The earliest possible start date for Miami’s upcoming campaign is April 8 on the road against the Giants. But that would require the owners and players’ union to immediately consummate a new collective bargaining agreement when their negotiations resume in New York (the last week-plus of talks took place at Roger Dean Chevrolet Stadium in Jupiter).
Several of the “non-core” economic details that have tentatively been agreed to, like the universal designated hitter and MLB Draft lottery, would move the league in a positive direction. Three full months into the lockout, however, there are still substantial differences between what these sides want regarding the competitive balance tax threshold, league minimum salary and bonus pool for top-performing, pre-arbitration-eligible players.
The MLBPA's previous offer:— Jeff Passan (@JeffPassan) March 1, 2022
- CBT thresholds at 238/244/250/256/263
- Pre-arb bonus pool at $85M with $5M annual increases
- Minimums at $725K going up $20K a year
From the players’ perspective, they’re seeking long overdue changes to account for inflation and to more adequately reward the extraordinary contributions of young stars. MLB front offices have collectively learned to avoid making long-term investments in declining veterans. Under the league’s current financial system, owners are able to essentially pocket that money. MLB revenues continue to grow, but players—despite being as talented and essential as ever—are receiving a smaller piece of the pie than they used to.
Ownership’s greed is to blame for the lost games. The billionaires are reportedly comfortable sacrificing a full month of 2022 if it pressures the players into concessions that would make up for the losses by the end of the half-decade CBA. So far, the MLBPA isn’t cracking.
It was ordinarily going to be a tall task for the Marlins to reconfigure their 95-loss team into a playoff contender in a single offseason. Theoretically, shortening the schedule by any amount will allow for more parity (with 2020 proving to be an extreme example of this). Facing the reigning World Series champions four fewer times than expected is potentially another tweak in their favor considering how lopsided the rivalry has been lately.

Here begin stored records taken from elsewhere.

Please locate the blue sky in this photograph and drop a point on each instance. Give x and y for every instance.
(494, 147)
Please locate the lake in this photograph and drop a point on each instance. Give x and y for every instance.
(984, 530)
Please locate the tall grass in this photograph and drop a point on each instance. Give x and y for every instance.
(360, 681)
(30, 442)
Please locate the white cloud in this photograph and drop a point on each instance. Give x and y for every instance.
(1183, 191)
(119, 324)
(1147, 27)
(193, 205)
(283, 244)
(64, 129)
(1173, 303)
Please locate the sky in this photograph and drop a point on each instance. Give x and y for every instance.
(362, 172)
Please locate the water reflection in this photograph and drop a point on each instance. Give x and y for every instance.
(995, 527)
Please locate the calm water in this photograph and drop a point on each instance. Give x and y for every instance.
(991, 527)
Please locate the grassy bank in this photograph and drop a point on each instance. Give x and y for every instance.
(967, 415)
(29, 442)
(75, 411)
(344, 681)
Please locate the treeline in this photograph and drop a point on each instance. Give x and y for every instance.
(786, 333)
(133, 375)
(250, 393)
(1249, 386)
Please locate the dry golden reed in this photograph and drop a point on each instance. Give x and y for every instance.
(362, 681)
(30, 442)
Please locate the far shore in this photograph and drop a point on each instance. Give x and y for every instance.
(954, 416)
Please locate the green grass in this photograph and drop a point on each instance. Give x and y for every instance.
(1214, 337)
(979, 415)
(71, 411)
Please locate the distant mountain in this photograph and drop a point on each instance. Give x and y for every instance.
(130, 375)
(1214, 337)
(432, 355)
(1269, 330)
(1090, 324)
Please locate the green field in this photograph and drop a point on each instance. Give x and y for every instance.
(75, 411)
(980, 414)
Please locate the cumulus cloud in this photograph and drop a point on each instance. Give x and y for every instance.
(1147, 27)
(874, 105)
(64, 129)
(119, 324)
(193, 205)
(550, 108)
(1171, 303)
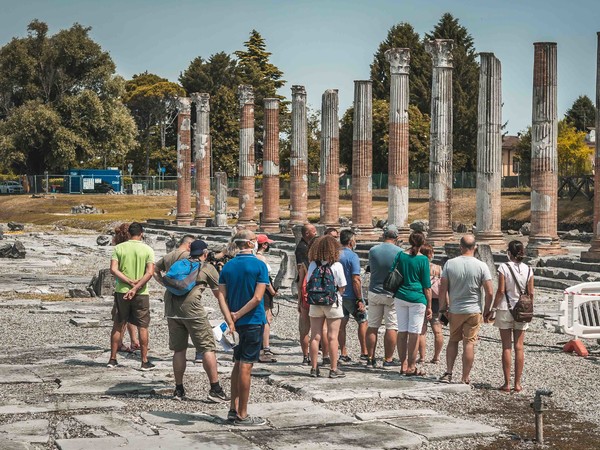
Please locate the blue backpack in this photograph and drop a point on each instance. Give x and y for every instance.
(181, 276)
(320, 288)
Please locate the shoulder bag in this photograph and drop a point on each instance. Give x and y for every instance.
(394, 278)
(523, 310)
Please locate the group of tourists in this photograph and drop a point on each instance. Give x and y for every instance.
(330, 291)
(459, 295)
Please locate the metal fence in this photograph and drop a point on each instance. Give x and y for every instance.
(144, 184)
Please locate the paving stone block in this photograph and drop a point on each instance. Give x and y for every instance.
(394, 413)
(439, 427)
(59, 406)
(370, 435)
(116, 425)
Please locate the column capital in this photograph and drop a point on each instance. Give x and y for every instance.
(440, 51)
(202, 101)
(184, 105)
(399, 59)
(246, 95)
(271, 103)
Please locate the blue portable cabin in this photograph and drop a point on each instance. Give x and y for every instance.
(81, 181)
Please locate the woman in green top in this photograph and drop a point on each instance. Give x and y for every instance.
(413, 302)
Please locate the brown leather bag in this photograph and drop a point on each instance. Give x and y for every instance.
(523, 310)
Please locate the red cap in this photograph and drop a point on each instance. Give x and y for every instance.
(262, 238)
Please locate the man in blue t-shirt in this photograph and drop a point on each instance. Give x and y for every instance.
(242, 284)
(352, 301)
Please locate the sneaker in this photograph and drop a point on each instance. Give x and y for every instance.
(218, 396)
(336, 374)
(446, 378)
(250, 421)
(391, 364)
(147, 366)
(231, 415)
(112, 363)
(179, 394)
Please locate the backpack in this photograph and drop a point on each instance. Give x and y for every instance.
(181, 276)
(320, 288)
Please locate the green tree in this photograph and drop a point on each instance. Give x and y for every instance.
(403, 35)
(582, 113)
(151, 100)
(60, 103)
(574, 155)
(465, 91)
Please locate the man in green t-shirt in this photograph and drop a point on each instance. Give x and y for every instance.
(132, 264)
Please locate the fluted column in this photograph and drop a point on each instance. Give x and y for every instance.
(489, 153)
(399, 59)
(299, 158)
(329, 173)
(593, 254)
(543, 239)
(246, 188)
(270, 184)
(221, 199)
(440, 157)
(202, 155)
(184, 148)
(362, 156)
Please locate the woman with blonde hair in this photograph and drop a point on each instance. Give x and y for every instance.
(413, 301)
(514, 277)
(323, 256)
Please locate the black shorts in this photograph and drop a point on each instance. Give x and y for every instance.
(248, 350)
(135, 311)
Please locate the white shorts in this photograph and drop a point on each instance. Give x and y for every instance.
(410, 316)
(504, 321)
(329, 312)
(382, 307)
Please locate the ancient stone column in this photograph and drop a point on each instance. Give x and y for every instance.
(184, 148)
(543, 239)
(246, 188)
(399, 59)
(270, 214)
(362, 156)
(440, 151)
(299, 158)
(593, 254)
(221, 199)
(329, 173)
(489, 153)
(202, 155)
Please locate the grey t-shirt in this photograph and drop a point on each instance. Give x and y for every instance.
(465, 275)
(381, 258)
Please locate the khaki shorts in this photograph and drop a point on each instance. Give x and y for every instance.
(329, 312)
(135, 311)
(382, 307)
(464, 327)
(504, 321)
(198, 329)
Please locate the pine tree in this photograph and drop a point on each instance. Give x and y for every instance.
(465, 90)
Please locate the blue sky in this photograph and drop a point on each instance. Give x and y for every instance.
(328, 43)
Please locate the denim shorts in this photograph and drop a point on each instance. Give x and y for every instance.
(248, 350)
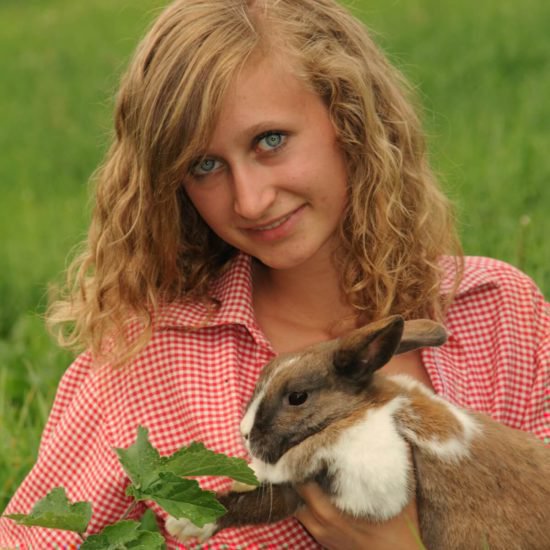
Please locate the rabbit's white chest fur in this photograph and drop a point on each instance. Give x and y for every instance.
(369, 464)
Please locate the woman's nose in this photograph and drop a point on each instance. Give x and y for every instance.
(253, 191)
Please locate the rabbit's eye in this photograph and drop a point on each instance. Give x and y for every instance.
(297, 398)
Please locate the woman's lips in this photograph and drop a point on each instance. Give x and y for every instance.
(277, 229)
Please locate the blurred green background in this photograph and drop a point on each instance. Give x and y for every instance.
(481, 69)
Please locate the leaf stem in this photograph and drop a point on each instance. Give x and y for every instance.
(129, 510)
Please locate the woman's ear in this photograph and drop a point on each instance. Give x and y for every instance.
(367, 349)
(421, 333)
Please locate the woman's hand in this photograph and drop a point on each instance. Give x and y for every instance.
(335, 530)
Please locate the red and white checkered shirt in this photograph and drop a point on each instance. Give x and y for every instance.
(193, 385)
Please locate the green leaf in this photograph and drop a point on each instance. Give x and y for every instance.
(197, 460)
(181, 498)
(124, 535)
(141, 461)
(56, 512)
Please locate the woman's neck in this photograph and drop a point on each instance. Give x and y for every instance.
(299, 307)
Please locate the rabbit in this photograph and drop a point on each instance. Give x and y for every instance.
(375, 441)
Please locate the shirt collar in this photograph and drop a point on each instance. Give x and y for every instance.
(233, 292)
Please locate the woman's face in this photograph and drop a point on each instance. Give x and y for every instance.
(272, 181)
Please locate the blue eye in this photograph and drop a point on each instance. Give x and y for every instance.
(270, 141)
(204, 166)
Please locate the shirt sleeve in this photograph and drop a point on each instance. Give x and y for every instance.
(537, 417)
(497, 359)
(75, 454)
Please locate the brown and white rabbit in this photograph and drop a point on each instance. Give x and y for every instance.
(325, 414)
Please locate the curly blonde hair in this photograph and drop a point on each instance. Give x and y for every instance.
(147, 245)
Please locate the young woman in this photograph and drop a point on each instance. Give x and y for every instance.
(267, 188)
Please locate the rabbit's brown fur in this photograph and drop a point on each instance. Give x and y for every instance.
(326, 414)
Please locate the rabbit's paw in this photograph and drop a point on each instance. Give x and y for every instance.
(183, 529)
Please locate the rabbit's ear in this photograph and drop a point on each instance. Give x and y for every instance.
(366, 350)
(421, 333)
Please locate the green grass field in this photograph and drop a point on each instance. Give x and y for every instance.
(482, 70)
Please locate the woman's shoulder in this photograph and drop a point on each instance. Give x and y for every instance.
(482, 272)
(494, 292)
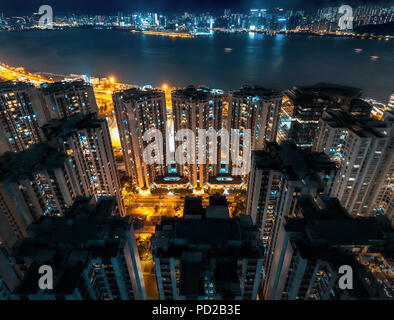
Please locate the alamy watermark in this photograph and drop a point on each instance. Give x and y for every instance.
(46, 19)
(346, 20)
(202, 148)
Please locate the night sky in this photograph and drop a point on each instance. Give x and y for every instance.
(26, 7)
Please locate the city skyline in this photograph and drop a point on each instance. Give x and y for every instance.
(174, 7)
(271, 178)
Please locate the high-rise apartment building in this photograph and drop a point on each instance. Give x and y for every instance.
(314, 245)
(67, 98)
(24, 109)
(21, 115)
(138, 111)
(92, 252)
(86, 141)
(257, 109)
(363, 151)
(35, 182)
(391, 102)
(197, 109)
(304, 106)
(207, 254)
(278, 176)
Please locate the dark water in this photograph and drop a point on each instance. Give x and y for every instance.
(273, 61)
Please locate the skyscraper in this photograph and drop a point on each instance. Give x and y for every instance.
(304, 106)
(67, 98)
(391, 102)
(138, 111)
(86, 141)
(314, 245)
(363, 150)
(33, 183)
(21, 115)
(197, 110)
(278, 176)
(92, 252)
(206, 254)
(257, 109)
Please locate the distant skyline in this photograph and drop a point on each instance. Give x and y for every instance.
(27, 7)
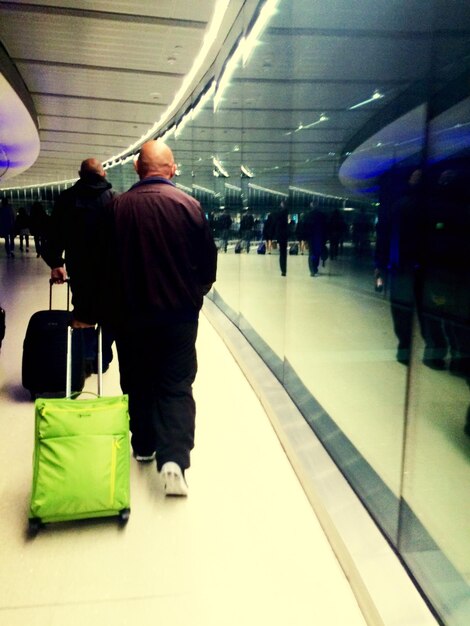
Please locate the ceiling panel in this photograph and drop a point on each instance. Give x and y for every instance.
(197, 10)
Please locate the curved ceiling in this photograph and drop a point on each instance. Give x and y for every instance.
(102, 74)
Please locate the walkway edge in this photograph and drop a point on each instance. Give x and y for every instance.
(383, 589)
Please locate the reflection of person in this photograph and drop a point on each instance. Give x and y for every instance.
(72, 234)
(445, 293)
(269, 228)
(160, 261)
(337, 230)
(282, 237)
(38, 224)
(398, 251)
(361, 231)
(315, 232)
(7, 226)
(224, 224)
(246, 228)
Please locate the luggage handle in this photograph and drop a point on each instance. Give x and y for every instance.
(68, 383)
(53, 282)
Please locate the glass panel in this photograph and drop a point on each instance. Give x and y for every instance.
(351, 83)
(435, 520)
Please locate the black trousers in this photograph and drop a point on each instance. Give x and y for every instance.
(158, 366)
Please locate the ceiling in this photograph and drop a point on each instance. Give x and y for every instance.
(101, 75)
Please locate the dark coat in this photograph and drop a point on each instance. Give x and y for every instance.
(161, 256)
(72, 236)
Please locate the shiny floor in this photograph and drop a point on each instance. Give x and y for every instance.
(244, 548)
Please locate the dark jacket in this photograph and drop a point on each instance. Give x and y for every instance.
(72, 236)
(161, 256)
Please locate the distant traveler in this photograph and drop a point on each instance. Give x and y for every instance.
(38, 226)
(71, 238)
(156, 260)
(7, 226)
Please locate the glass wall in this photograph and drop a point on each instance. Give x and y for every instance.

On the other hand, the further that Opening Day gets delayed, the more overlap there will be between regular Marlins games and highly anticipated Miami Heat and Florida Panthers postseason series. That’s extra adversity for their business operations department to overcome in terms of generating ticket and merchandise sales. Moreover, think of prospects on the Marlins 40-man roster who are barred from even participating in minor league contests until the lockout is lifted. That lost development time could catch up to them in the future.